The Power of 1-800

America introduced the 1-800 number in 1966. It was a great product for companies who were willing to take the risk and cost of making a phone call off the hands of their potential customers. Anything that lowers the barrier to trial is usually a good thing.

It was such a good thing that soon we were running out of 7-digit numbers to follow the toll-free prefix. In 1996 the second toll free number was added: 1-888. It only took two years to add the third: 1-877, and two years after that the fourth: 1-866. By 2014 we have added 855 and 844 to the mix, and reserved five more for future use (833, 822, 880, 887, 889). That’s a lot of toll free options.

The problem is that many of those potential customers don’t understand that these new 1-8XX numbers are the same as the traditional 1-800 numbers. People know that 1-800 = free, but they are less clear that 1-844 = free. This confusion is understandable. Most of the 1-8XX numbers are NOT free. 1-877 will get you a toll-free line, 1-878 will dial someone in Pennsylvania. Call 1-876 and you end up in Jamaica. Hope you have an international calling plan.

People don’t have the mindshare to remember which numbers are toll free and which are not (For your personal use: All the toll-free numbers (for now) are double digits – 888, 877, 866, etc. And the double digits that aren’t toll free either will be in the future or are just unassigned).

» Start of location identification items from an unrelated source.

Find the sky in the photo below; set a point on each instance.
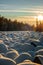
(22, 10)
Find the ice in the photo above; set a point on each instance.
(21, 48)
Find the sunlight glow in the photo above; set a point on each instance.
(40, 18)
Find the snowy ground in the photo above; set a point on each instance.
(21, 48)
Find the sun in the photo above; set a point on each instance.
(40, 18)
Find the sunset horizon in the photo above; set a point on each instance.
(22, 10)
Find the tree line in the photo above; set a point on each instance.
(9, 25)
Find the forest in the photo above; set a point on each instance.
(9, 25)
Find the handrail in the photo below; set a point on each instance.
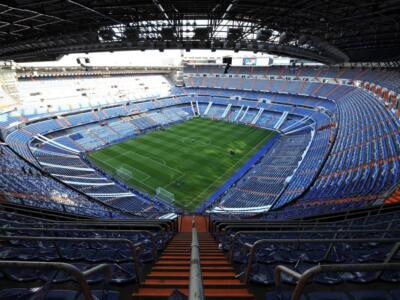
(74, 271)
(135, 248)
(331, 242)
(310, 273)
(234, 237)
(154, 250)
(196, 282)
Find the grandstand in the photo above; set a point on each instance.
(271, 172)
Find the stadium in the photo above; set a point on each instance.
(172, 149)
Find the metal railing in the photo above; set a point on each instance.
(80, 277)
(394, 242)
(134, 248)
(302, 279)
(196, 281)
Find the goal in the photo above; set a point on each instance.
(124, 173)
(165, 195)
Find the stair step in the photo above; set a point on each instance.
(229, 283)
(184, 262)
(182, 257)
(187, 268)
(186, 274)
(153, 293)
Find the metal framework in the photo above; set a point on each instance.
(326, 31)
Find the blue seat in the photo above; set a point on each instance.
(371, 295)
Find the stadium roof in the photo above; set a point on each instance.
(326, 31)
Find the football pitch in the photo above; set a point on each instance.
(189, 160)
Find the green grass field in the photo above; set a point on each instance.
(190, 160)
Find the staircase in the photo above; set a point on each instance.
(172, 270)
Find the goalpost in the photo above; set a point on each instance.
(123, 173)
(165, 195)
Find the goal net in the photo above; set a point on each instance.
(124, 173)
(163, 194)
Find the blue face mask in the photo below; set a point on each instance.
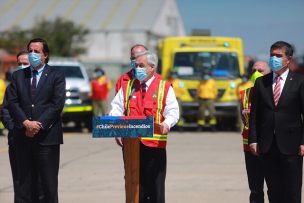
(275, 63)
(140, 73)
(34, 59)
(206, 77)
(133, 63)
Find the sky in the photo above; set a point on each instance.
(259, 23)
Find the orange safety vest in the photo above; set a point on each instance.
(246, 96)
(152, 105)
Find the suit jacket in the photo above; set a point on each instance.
(283, 122)
(5, 115)
(46, 107)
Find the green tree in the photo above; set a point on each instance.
(64, 37)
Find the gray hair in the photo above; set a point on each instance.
(152, 58)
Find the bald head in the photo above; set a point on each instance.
(261, 66)
(137, 50)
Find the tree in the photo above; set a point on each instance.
(64, 37)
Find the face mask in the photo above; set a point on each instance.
(140, 73)
(23, 66)
(206, 77)
(133, 63)
(244, 79)
(34, 59)
(275, 63)
(255, 76)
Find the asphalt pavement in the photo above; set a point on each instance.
(203, 167)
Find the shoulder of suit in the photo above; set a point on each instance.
(53, 69)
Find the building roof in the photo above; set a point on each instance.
(96, 15)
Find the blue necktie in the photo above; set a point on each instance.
(34, 83)
(143, 90)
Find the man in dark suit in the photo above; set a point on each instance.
(276, 126)
(35, 101)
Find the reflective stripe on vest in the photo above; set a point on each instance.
(245, 106)
(158, 116)
(160, 98)
(127, 96)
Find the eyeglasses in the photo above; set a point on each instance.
(277, 55)
(25, 64)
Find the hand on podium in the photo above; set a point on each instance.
(164, 128)
(119, 141)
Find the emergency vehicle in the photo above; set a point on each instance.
(185, 58)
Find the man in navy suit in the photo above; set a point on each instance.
(35, 101)
(276, 126)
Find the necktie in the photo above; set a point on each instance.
(277, 90)
(143, 90)
(34, 83)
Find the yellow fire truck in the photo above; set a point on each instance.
(185, 58)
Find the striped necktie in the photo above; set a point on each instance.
(277, 90)
(34, 83)
(143, 90)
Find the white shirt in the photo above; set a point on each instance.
(171, 110)
(282, 82)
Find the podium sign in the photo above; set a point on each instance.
(123, 126)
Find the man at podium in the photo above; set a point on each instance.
(145, 157)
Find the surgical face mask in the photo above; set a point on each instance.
(255, 76)
(133, 63)
(275, 63)
(206, 77)
(23, 66)
(140, 73)
(34, 59)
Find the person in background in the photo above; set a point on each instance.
(149, 89)
(276, 126)
(101, 85)
(2, 90)
(178, 90)
(206, 94)
(35, 101)
(253, 163)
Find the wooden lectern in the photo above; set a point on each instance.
(131, 156)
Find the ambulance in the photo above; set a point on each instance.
(185, 58)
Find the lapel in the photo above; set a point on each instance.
(27, 85)
(287, 86)
(268, 87)
(42, 79)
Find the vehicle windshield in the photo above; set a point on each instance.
(190, 65)
(71, 71)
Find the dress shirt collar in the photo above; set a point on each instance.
(148, 83)
(39, 70)
(283, 75)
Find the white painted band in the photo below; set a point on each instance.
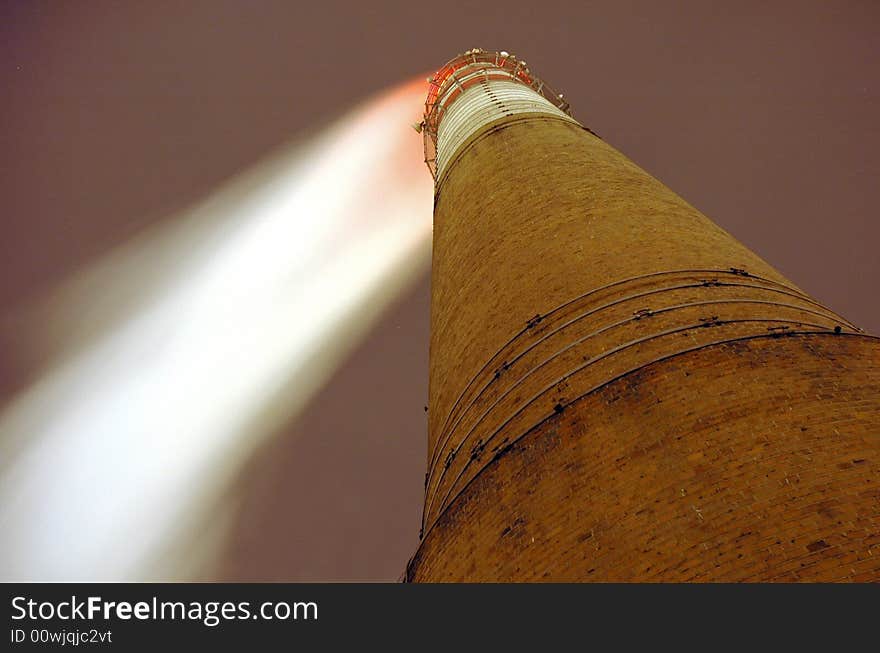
(482, 103)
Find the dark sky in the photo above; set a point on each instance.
(763, 115)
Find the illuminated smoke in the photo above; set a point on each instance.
(201, 338)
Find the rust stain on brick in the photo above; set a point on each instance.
(620, 360)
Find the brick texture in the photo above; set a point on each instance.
(620, 390)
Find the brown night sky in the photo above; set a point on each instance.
(763, 115)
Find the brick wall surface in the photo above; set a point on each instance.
(620, 390)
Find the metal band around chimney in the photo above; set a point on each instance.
(482, 104)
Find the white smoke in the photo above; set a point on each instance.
(199, 338)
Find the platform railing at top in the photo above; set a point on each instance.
(464, 71)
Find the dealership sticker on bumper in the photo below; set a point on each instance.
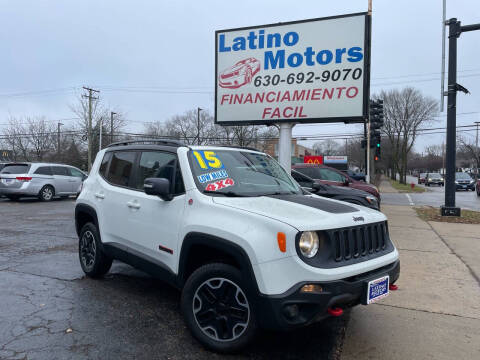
(377, 289)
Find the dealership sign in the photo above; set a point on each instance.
(306, 71)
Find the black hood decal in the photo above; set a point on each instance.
(320, 204)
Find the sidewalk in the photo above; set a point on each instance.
(435, 313)
(386, 187)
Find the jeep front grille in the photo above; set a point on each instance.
(359, 241)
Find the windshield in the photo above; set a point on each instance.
(240, 173)
(15, 169)
(462, 176)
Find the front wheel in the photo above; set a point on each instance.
(217, 309)
(46, 193)
(93, 260)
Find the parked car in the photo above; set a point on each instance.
(43, 180)
(434, 179)
(463, 181)
(330, 176)
(239, 74)
(235, 233)
(341, 193)
(359, 176)
(421, 178)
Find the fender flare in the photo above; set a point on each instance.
(226, 246)
(87, 209)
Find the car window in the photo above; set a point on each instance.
(330, 175)
(104, 164)
(120, 169)
(43, 170)
(76, 173)
(15, 169)
(156, 164)
(310, 172)
(60, 170)
(462, 176)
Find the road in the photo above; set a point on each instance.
(49, 310)
(434, 196)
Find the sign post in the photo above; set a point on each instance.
(309, 71)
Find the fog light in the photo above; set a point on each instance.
(291, 311)
(311, 288)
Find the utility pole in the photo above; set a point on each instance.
(111, 125)
(476, 152)
(58, 140)
(89, 130)
(198, 125)
(100, 137)
(455, 30)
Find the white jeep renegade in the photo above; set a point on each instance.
(231, 228)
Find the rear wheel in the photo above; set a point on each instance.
(46, 193)
(216, 307)
(93, 260)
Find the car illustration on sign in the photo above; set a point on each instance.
(239, 74)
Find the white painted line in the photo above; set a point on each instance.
(410, 199)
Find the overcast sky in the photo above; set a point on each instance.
(155, 59)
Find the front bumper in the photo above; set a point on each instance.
(465, 186)
(275, 311)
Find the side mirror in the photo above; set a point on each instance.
(159, 187)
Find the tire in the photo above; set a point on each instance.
(214, 285)
(46, 193)
(93, 260)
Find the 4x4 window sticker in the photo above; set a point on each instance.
(212, 176)
(207, 159)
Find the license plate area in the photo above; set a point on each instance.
(377, 289)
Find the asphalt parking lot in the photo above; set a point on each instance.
(434, 196)
(49, 310)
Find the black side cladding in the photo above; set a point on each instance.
(321, 204)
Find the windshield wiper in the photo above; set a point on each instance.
(291, 192)
(228, 193)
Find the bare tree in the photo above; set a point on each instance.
(470, 150)
(327, 147)
(101, 117)
(41, 137)
(406, 111)
(16, 138)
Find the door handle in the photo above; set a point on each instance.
(100, 196)
(133, 205)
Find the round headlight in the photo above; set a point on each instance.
(308, 244)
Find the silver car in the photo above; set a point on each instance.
(43, 180)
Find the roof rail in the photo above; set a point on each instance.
(239, 147)
(148, 141)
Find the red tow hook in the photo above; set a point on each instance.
(335, 311)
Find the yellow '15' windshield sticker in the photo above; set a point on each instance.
(208, 159)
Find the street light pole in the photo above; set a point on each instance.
(476, 152)
(111, 125)
(455, 30)
(198, 125)
(58, 140)
(100, 137)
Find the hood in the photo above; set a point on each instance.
(345, 190)
(304, 212)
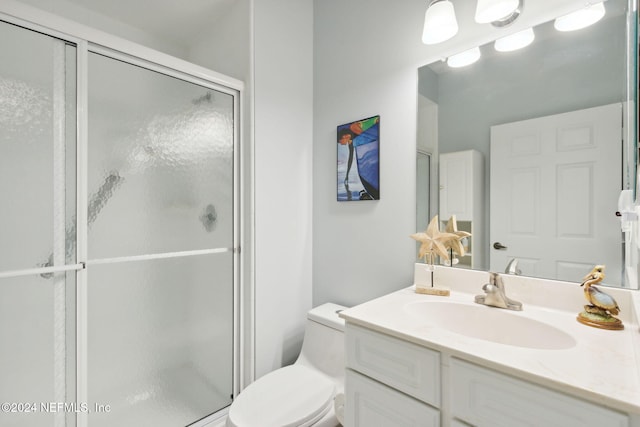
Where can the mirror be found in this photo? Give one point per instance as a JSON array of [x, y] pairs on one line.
[[517, 147]]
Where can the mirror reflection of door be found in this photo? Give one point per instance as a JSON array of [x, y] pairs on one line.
[[423, 189], [555, 178]]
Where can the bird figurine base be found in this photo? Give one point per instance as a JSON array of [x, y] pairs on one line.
[[599, 320], [435, 290]]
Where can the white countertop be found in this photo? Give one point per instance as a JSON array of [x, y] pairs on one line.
[[603, 366]]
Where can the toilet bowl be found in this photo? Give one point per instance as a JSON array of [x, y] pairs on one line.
[[302, 394]]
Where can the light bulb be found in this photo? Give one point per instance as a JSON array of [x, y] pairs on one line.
[[581, 18], [494, 10], [439, 22]]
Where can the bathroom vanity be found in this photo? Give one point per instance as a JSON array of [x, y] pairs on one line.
[[422, 360]]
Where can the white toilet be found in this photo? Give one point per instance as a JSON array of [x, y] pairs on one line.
[[301, 394]]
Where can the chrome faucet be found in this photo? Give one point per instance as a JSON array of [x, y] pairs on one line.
[[495, 295]]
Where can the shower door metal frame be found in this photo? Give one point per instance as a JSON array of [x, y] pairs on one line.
[[88, 40]]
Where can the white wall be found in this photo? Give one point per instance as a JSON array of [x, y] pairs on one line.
[[283, 67], [366, 57]]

Because people aren’t sure if a non-800 number is toll free or not, they may be less likely to pick up the phone. Maybe they go online to verify it’s toll free, but more likely they just use it as a reason to not take action. It’s really easy to choose not to take action on just about anything. This is just one more example why you want to minimize the excuses your potential customers could have.

At least that’s the theory.

What happens in practice.

We asked our media buying agency to run a test where we ran the same ads with different phone numbers – so we could see the impact on phone calls with different 8XX options while everything else remained the same. Turns out we didn’t need to run the test, because they already had. They tested 1-800 vs different 1-8XX numbers on seven different TV networks. Then they divided the numbers of calls they received by the amount they spent on each stations. Here is what they found:

1800 chart


On average the cost per call was almost THREE TIMES more expensive when using a 8XX number over a 800 number.

So why not always use 800?

The problem is that there were companies that got their first. The whole reason we have 8XX numbers is we ran out of 800 numbers. But think about that a little bit. There are 7-digits after the area code, with 10 options for each digit. That means there are 10 million 1-800 numbers. Have we really used them all? Kind of.

Just like the domain name rush in the early aughts, there was a 800# rush. Now they are all owned by someone. Most of the owners are not using them themselves. Instead they will rent you numbers for a price (usually a monthly fee plus a cost per minute when it is used). An 800 number will cost you about 10x the price per minute as a 8XX number.

So figuring out which type of number to use is a math exercise depending on the number and average length of your expected calls, and the cost of your media. If you are running an ad on TV though, it’s pretty clear that your overall costs will be lower by paying the 10x premium to use the traditional 1-800 numbers.